Ilustrasi kecelakaan. (Solopos/Dok)
14 Desember 2018 14:45 WIB Abdul Jalil/Nadia Lutfiana Mawarni Nasional Share :

Solopos.com, NGAWI -- Bus PO Subur Jaya yang mengangkut rombongan outing class siswa MTsN 1 Boyolali ringsek setelah menabrak truk gandeng di jalan tol Ngawi-Solo Km 555+800, Desa Kauman, Kecamatan Mantingan, Kabupaten Ngawi, Jumat (14/12/2018) dini hari.

Satu orang meninggal dunia dan sembilan orang lainnya mengalami luka-luka dalam kecelakaan itu.

Satu bus dari tujuh bus rombongan wisata MTsN 1 Boyolali itu mengalami kecelakaan dengan menabrak truk yang juga melaju di jalan tol tersebut. Bus Subur Jaya itu berisi sekitar 44 penumpang yang merupakan pelajar MTsN 1 Boyolali.

Kasat Lantas Polres Ngawi, AKP Mulyanto, mengatakan kecelakaan lalu lintas antara bus rombongan wisata dengan truk gandeng itu terjadi di Jalan Tol Ngawi-Sragen Km 555. Sopir bus diduga mengantuk saat melaju di jalan tol itu hingga menabrak truk gandeng yang melaju di depannya.

"Ada tujuh bus rombongan wisata. Bus ini berjalan beriringan. Satu bus yang mengalami kecelakaan. Menabrak truk gandeng," ujar dia AKP Mulyanto saat dihubungi Madiunpos.com, Jumat siang.

Mulyanto menuturkan korban meninggal dunia yaitu kernet bus tersebut bernama Kaswadi, 31, warga Desa Megawon, Kecamatan Jati, Kabupaten Kudus. Sedangkan sembilan korban lainnya mengalami luka-luka dan langsung dibawa ke Rumah Sakit Attin Husada Ngawi.

"Korban luka dirawat di rumah sakit Attin. Hanya luka ringan," ujar dia. Mulyanto menyampaikan kernet bus Kaswasi meninggal dunia di lokasi kejadian karena terjepit bodi depan bus yang ringsek.
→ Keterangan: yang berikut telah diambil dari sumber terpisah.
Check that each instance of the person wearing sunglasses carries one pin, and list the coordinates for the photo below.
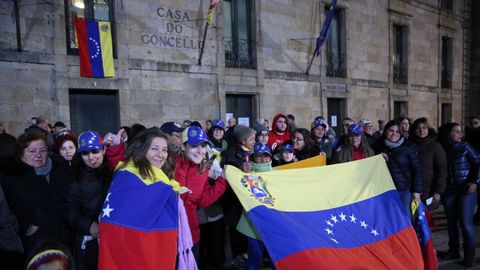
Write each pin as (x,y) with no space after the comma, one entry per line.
(85,197)
(34,186)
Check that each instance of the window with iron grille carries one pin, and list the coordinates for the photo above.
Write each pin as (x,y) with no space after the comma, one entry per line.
(336,62)
(238,34)
(400,109)
(446,116)
(446,62)
(446,4)
(400,54)
(101,10)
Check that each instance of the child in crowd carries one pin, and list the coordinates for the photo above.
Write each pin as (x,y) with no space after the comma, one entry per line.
(285,155)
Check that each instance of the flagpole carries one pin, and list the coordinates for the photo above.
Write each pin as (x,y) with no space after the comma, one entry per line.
(17,25)
(203,44)
(310,64)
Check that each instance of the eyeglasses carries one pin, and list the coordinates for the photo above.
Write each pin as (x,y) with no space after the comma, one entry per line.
(86,153)
(34,151)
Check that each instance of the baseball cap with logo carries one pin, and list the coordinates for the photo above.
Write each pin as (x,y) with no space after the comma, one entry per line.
(170,127)
(89,140)
(260,149)
(218,123)
(286,147)
(354,129)
(194,136)
(365,122)
(319,122)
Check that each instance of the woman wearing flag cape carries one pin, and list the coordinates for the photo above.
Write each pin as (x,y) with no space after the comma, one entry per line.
(143,223)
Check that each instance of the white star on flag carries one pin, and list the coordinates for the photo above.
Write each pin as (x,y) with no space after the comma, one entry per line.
(334,218)
(353,218)
(363,224)
(107,210)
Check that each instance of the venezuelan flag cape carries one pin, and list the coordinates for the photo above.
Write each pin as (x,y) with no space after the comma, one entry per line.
(344,216)
(138,225)
(95,46)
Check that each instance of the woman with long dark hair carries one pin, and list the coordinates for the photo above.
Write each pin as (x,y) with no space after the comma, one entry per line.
(85,198)
(355,147)
(303,144)
(145,202)
(191,171)
(460,198)
(403,163)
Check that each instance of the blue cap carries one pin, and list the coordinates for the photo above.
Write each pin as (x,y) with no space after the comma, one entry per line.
(354,129)
(319,122)
(286,147)
(194,136)
(170,127)
(89,140)
(218,123)
(261,148)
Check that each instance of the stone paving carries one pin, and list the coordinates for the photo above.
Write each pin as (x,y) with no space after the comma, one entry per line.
(440,239)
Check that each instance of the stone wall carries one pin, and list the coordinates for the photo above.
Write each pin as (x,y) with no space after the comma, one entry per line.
(158,78)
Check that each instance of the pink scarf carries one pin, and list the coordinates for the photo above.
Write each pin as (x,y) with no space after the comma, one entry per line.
(186,260)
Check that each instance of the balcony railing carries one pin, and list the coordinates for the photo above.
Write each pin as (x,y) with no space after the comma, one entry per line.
(336,65)
(238,53)
(400,74)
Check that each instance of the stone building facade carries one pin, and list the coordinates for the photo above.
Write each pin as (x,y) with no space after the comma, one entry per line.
(388,58)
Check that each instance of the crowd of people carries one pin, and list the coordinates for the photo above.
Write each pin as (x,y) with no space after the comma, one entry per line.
(54,181)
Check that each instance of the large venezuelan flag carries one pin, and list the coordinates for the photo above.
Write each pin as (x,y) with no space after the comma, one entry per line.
(345,216)
(95,46)
(138,225)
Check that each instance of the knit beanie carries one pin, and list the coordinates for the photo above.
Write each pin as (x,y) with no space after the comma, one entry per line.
(241,133)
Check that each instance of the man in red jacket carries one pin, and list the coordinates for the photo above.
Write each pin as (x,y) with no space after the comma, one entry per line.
(279,134)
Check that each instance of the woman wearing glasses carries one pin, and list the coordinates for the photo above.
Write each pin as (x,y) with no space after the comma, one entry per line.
(85,198)
(34,186)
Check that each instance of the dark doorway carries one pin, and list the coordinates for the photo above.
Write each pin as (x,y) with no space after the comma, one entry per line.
(400,109)
(242,107)
(96,110)
(336,112)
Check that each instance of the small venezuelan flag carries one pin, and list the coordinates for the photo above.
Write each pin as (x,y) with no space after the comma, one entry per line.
(95,46)
(345,216)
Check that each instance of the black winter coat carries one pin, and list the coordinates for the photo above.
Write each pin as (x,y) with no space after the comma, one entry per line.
(463,164)
(85,197)
(434,165)
(36,201)
(404,165)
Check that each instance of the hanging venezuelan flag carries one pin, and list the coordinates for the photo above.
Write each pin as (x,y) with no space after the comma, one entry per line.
(344,216)
(211,9)
(95,46)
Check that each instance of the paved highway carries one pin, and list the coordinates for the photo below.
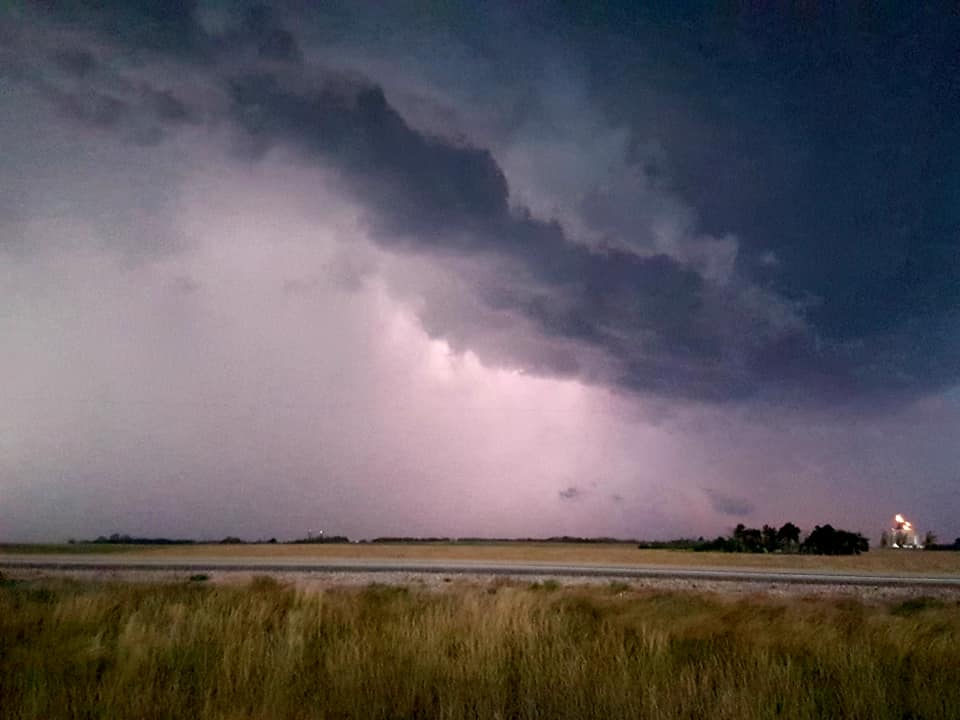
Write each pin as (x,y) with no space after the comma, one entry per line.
(463,567)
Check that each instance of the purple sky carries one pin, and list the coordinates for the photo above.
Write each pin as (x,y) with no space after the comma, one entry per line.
(511,273)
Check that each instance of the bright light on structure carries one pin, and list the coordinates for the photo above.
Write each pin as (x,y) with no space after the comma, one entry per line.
(903,534)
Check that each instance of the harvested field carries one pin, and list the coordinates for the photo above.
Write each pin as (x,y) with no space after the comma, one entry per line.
(500,649)
(890,561)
Sementara itu, Kepala MTsN 1 Boyolali, Syamuji, saat dimintai konfirmasi membenarkan adanya kejadian tersebut. Bus saat itu dalam perjalanan pulang setelah kegiatan outing class di Malang dan mengangkut 44 siswa kelas VIII MTsN 1 Boyolali, beserta seorang kernet, dan pendamping sekolah.

Outing class itu memang menjadi kegiatan sekolah saat musim liburan,” terang Syamuji kepada solopos.com Jumat pagi.

Dia menerangkan saat itu bus bermaksud menyalip truk gandeng  di depannya. Jalan tol yang gelap menyebabkan sopir tidak sadar ada truk dan kemudian bus menabrak bagian belakang truk tersebut. Kejadian tersebut berlangsung sekitar pukul 02.00 WIB dini hari.

Akibat kejadian tersebut, tujuh orang siswa mengalami luka-luka. Mereka sempat dilarikan ke rumah sakit di At-Tin Husada Ngawi hingga pagi. Namun kemudian diperbolehkan pulang untuk menjalani rawat jalan. Sementara sopir bus masih berada di rumah sakit tersebut.